Ella lo sabía. Ella sabía todo. Porque lo observaban las veinticuatro horas del día. Y los odiaba. La odiaba por no atreverse a afrontar al líder del grupo que había decidido matarlo por dentro. Aquel maldito psicólogo al que sólo le importaban ganar dinero.

- Junkyu, abre, por favor -se dio la vuelta e intentó conciliar el sueño. Sabía que era absurdo. Llevaba días sin poder dormir tranquilo-. Por favor, cariño. Te lo suplico...

Se mordió el labio, intentando reprimir toda la rabia contenida. Al final, acabó cediendo. ¿Por qué era tan estúpido? ¿Por qué siempre acababa mostrando su debilidad al resto? Era por eso que habían hecho con su vida lo que habían querido.

Cuando abrió la puerta, su madre lo miró sorprendido. Junkyu creyó ver algo brillar en los ojos de ella, pero sabía que era falso. Una actuación. Sabía qué quería.
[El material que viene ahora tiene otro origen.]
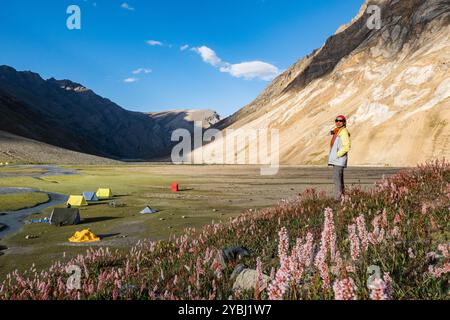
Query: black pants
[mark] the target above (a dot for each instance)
(338, 179)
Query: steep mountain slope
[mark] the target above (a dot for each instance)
(393, 84)
(176, 119)
(68, 115)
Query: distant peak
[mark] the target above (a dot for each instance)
(68, 85)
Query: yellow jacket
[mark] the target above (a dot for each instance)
(340, 149)
(346, 143)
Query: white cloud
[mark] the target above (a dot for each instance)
(126, 6)
(154, 43)
(248, 70)
(252, 70)
(142, 70)
(208, 55)
(130, 80)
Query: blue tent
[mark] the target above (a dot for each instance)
(90, 196)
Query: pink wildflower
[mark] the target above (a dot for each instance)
(280, 285)
(283, 245)
(362, 232)
(344, 289)
(354, 242)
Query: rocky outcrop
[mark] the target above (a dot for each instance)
(68, 115)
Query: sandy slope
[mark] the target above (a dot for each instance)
(393, 84)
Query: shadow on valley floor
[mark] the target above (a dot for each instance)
(97, 219)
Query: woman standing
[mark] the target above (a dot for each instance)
(338, 158)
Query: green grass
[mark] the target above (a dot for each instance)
(228, 189)
(18, 201)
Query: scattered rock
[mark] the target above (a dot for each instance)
(246, 280)
(234, 253)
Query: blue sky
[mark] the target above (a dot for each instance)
(131, 51)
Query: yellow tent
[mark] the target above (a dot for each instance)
(77, 201)
(104, 193)
(84, 236)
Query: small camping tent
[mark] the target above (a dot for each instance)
(104, 193)
(148, 210)
(90, 196)
(84, 236)
(65, 217)
(77, 201)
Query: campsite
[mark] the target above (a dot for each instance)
(213, 193)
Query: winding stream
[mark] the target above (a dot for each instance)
(14, 220)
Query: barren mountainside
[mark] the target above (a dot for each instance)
(393, 84)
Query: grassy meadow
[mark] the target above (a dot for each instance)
(17, 201)
(209, 194)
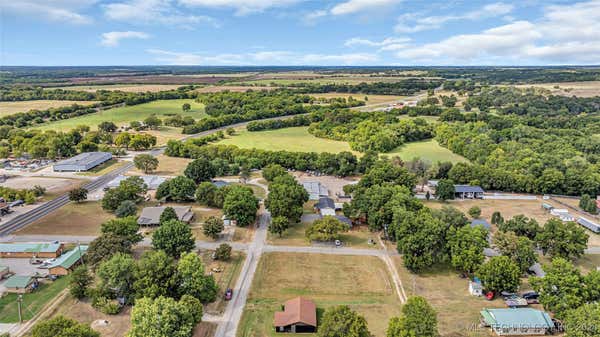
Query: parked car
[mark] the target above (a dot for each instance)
(228, 294)
(531, 297)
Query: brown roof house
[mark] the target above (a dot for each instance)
(299, 315)
(151, 215)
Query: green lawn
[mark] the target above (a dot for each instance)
(428, 150)
(124, 115)
(32, 302)
(289, 139)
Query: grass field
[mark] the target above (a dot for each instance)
(125, 115)
(123, 87)
(361, 282)
(32, 302)
(72, 219)
(447, 292)
(428, 150)
(290, 139)
(8, 108)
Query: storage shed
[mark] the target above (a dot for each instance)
(82, 162)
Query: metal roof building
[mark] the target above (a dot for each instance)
(82, 162)
(151, 181)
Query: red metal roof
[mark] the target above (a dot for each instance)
(297, 310)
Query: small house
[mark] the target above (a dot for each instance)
(30, 250)
(475, 288)
(468, 192)
(151, 215)
(517, 321)
(68, 261)
(20, 284)
(298, 315)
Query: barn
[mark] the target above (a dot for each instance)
(82, 162)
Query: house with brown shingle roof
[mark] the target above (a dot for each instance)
(298, 315)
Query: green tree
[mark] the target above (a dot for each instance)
(78, 194)
(212, 227)
(466, 246)
(164, 316)
(125, 209)
(200, 170)
(61, 326)
(497, 218)
(418, 319)
(475, 212)
(126, 228)
(240, 204)
(192, 280)
(145, 162)
(326, 229)
(167, 215)
(562, 239)
(279, 225)
(272, 171)
(117, 275)
(445, 189)
(561, 288)
(79, 282)
(174, 237)
(223, 252)
(519, 248)
(500, 273)
(154, 275)
(341, 321)
(583, 321)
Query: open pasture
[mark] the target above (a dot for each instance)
(361, 282)
(127, 114)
- Tu padre quiere hablar contigo -dijo dubitativa-. Por favor, baja.

- Si quiere algo que suba -jamás les había contestado de aquella forma y sabía que se iba a ganar una fuerte reprimenda. Pero todo le daba igual.

Sin mirarla, cerró la puerta y se adentró de nuevo en su habitación. Sin embargo, el miedo lo invadió cuando escuchó gritar a su padre. Preso del pánico, sujetó la mochila que llevó el día que salió con Mashiho y se deslizó por la ventana.
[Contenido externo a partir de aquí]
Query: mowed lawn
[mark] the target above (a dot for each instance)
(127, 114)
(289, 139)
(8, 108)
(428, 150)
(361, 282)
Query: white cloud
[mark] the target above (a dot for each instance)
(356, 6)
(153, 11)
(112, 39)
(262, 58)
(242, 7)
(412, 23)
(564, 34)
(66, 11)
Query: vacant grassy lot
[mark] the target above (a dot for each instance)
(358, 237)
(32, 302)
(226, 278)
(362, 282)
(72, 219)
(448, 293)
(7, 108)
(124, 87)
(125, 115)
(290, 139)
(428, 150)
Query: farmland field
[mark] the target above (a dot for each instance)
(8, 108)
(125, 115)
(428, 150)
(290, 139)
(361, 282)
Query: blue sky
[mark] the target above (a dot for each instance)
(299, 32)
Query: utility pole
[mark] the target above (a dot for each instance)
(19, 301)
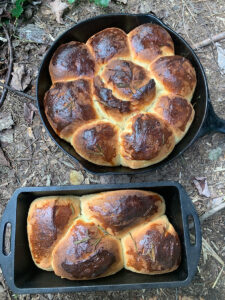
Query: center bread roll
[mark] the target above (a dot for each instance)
(113, 79)
(93, 236)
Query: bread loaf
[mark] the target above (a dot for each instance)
(128, 88)
(82, 238)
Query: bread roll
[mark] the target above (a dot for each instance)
(98, 142)
(149, 41)
(48, 220)
(85, 252)
(119, 211)
(177, 112)
(134, 83)
(68, 105)
(146, 140)
(114, 229)
(71, 61)
(152, 248)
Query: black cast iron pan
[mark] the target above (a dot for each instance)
(24, 277)
(205, 120)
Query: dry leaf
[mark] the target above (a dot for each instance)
(6, 137)
(76, 177)
(221, 58)
(217, 201)
(20, 77)
(6, 121)
(29, 110)
(202, 186)
(30, 133)
(57, 8)
(3, 159)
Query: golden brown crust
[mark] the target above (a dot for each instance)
(82, 247)
(68, 105)
(130, 83)
(71, 61)
(108, 43)
(128, 80)
(176, 74)
(153, 248)
(149, 41)
(177, 111)
(112, 105)
(119, 211)
(85, 252)
(146, 138)
(48, 219)
(97, 142)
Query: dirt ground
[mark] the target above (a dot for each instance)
(37, 161)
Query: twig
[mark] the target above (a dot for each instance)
(209, 213)
(17, 92)
(218, 277)
(7, 80)
(206, 42)
(212, 252)
(212, 212)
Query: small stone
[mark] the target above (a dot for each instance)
(6, 137)
(76, 177)
(33, 33)
(28, 13)
(122, 1)
(215, 153)
(6, 121)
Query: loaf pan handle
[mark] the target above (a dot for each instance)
(212, 122)
(7, 261)
(193, 251)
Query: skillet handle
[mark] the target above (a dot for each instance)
(7, 261)
(212, 122)
(192, 250)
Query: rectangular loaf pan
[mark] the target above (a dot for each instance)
(23, 276)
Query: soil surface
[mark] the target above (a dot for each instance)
(36, 161)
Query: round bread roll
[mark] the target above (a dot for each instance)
(125, 81)
(146, 140)
(177, 112)
(85, 253)
(92, 236)
(98, 143)
(153, 248)
(149, 41)
(48, 220)
(120, 211)
(71, 61)
(68, 105)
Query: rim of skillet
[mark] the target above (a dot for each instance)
(128, 170)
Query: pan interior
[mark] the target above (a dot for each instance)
(81, 32)
(28, 276)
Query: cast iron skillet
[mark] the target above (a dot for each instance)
(205, 120)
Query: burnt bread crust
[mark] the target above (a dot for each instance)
(92, 236)
(116, 78)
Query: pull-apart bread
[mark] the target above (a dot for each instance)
(83, 238)
(121, 99)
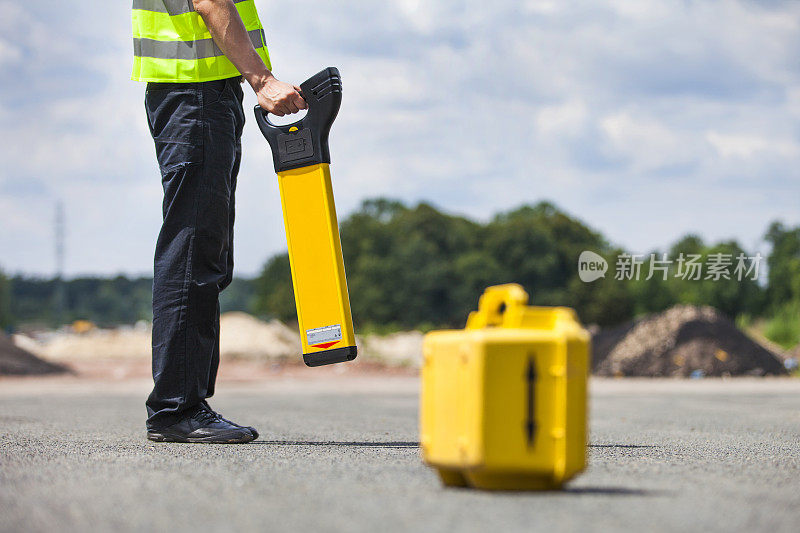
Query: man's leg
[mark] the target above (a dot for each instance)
(196, 128)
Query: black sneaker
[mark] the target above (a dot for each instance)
(202, 426)
(204, 403)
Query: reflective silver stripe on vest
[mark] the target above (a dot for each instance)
(199, 49)
(173, 7)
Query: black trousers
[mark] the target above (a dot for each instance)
(197, 129)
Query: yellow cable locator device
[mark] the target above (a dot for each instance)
(301, 157)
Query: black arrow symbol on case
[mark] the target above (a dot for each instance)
(530, 423)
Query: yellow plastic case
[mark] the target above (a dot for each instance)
(503, 402)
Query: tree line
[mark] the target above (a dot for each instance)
(419, 267)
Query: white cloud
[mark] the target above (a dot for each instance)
(620, 111)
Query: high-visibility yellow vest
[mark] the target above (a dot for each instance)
(172, 44)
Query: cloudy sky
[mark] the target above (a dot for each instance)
(647, 119)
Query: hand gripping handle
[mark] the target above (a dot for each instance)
(305, 142)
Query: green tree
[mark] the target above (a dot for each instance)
(784, 265)
(275, 295)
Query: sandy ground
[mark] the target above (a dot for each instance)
(339, 453)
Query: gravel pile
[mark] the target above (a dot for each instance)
(14, 361)
(682, 341)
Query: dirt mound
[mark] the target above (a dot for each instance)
(18, 362)
(245, 336)
(403, 348)
(682, 341)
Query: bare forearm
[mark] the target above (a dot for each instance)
(226, 27)
(228, 31)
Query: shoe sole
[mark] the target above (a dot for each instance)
(234, 438)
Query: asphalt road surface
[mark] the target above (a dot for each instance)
(341, 455)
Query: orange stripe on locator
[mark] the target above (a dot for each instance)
(324, 344)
Había poca altura desde su habitación al suelo, pero cayó mal por las prisas, haciéndose daño en el tobillo. Cojeando, se dirigió hacia el único hogar donde se había sentido parte de algo. Parte de alguien.
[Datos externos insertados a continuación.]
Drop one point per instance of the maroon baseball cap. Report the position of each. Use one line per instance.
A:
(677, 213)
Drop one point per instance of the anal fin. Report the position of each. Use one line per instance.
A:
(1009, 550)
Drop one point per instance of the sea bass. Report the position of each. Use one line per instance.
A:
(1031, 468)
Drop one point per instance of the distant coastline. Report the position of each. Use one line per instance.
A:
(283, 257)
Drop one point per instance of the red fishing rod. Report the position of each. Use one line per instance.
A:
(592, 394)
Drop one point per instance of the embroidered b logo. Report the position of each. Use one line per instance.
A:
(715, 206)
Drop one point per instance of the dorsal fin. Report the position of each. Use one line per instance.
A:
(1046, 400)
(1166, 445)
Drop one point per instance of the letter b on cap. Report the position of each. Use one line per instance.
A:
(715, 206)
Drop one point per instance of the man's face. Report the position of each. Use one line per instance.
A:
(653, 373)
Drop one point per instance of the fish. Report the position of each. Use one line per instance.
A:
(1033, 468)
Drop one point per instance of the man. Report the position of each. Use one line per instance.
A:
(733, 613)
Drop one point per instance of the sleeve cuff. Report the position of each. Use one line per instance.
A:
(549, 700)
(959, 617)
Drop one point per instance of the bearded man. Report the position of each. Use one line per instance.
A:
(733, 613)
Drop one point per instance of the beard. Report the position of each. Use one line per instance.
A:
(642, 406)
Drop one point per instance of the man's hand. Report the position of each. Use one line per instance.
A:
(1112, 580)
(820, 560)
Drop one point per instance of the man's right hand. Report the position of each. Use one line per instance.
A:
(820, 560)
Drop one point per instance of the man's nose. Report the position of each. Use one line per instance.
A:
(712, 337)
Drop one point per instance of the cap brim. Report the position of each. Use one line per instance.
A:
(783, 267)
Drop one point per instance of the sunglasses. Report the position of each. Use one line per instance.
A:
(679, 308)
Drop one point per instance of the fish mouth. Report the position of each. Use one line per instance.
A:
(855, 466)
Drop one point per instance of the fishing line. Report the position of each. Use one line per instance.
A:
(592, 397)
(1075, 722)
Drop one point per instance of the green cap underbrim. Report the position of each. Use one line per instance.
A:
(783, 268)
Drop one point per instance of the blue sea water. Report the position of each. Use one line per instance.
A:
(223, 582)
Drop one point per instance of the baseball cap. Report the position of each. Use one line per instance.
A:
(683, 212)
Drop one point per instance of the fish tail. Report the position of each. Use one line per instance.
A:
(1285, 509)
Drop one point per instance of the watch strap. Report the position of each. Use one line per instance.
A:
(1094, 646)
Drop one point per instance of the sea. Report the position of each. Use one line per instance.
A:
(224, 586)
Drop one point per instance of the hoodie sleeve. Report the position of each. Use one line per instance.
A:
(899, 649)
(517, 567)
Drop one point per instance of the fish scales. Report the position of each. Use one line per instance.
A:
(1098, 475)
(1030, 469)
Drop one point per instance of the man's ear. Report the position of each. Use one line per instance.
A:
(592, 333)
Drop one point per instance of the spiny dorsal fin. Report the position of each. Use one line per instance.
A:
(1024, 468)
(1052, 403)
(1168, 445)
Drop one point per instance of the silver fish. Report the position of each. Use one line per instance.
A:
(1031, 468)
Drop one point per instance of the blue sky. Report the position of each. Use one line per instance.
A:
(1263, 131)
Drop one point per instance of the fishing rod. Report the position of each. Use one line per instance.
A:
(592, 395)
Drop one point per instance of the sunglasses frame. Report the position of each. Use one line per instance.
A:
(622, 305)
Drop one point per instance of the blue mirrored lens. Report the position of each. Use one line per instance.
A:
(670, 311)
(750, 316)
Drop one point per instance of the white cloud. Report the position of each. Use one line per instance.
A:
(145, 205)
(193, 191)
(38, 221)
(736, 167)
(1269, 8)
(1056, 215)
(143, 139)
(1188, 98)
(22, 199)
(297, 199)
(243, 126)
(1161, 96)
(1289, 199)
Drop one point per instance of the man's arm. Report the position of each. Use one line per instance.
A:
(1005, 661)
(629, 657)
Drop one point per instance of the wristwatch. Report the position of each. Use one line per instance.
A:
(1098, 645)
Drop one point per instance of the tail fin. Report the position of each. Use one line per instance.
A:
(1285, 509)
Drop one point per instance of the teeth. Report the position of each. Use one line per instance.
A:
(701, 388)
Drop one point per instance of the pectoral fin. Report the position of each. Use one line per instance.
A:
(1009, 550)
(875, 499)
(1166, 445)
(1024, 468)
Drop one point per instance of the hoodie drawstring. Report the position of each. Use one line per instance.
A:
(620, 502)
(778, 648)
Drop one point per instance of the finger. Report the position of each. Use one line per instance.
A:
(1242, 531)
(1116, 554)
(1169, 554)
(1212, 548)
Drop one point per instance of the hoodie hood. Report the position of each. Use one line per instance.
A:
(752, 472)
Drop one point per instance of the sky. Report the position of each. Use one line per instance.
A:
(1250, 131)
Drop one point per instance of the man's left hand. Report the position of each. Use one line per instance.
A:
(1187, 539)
Cuando llegó, todo estaba vacío. Olía a cerrado y humedad. No le importó, su único objetivo estaba entre las cuatro paredes de aquella habitación. Subió las escaleras a gatas y se derrumbó delante de la puerta.

- Mashiho - susurró. No respondió nadie-. Mashiho, por favor - le dolía el pie y no tenía fuerzas. Estaba tan cansado que casi ni podía respirar-. Por favor...

Los destellos de luz que el sol emitía le quemaban los ojos. Las voces de la calle parecían estar susurrándole en los oídos. Se sujetó la cabeza, agobiado por todo lo que estaba sintiendo.

- ¡BASTA! -gritó-. ¡BASTA! -como pudo, se levantó y golpeó la puerta-.¡MASHIHO, ABRE! ¡POR FAVOR! ¡MASHIHO! -nada. Nadie acudía a su llamada. Estaba solo. Completamente solo y tenía tanto miedo-. ¡MASHIHO, POR FAVOR! ¡TE NECESITO! -volvió a golpear. Una y otra vez, pero siempre obtenía la misma respuesta-. Mashiho... -Junkyu sentía que iba a morir. Estaba mareado y tenía ganas de vomitar. La frustración de no poder llorar lo ahogaba. La incertidumbre de no saber dónde estaba su única salvación lo mataba lentamente-. Por favor... -se deslizó hacia el suelo y se tumbó cual largo era, dejando que la oscuridad lo arropara como una madre cariñosa.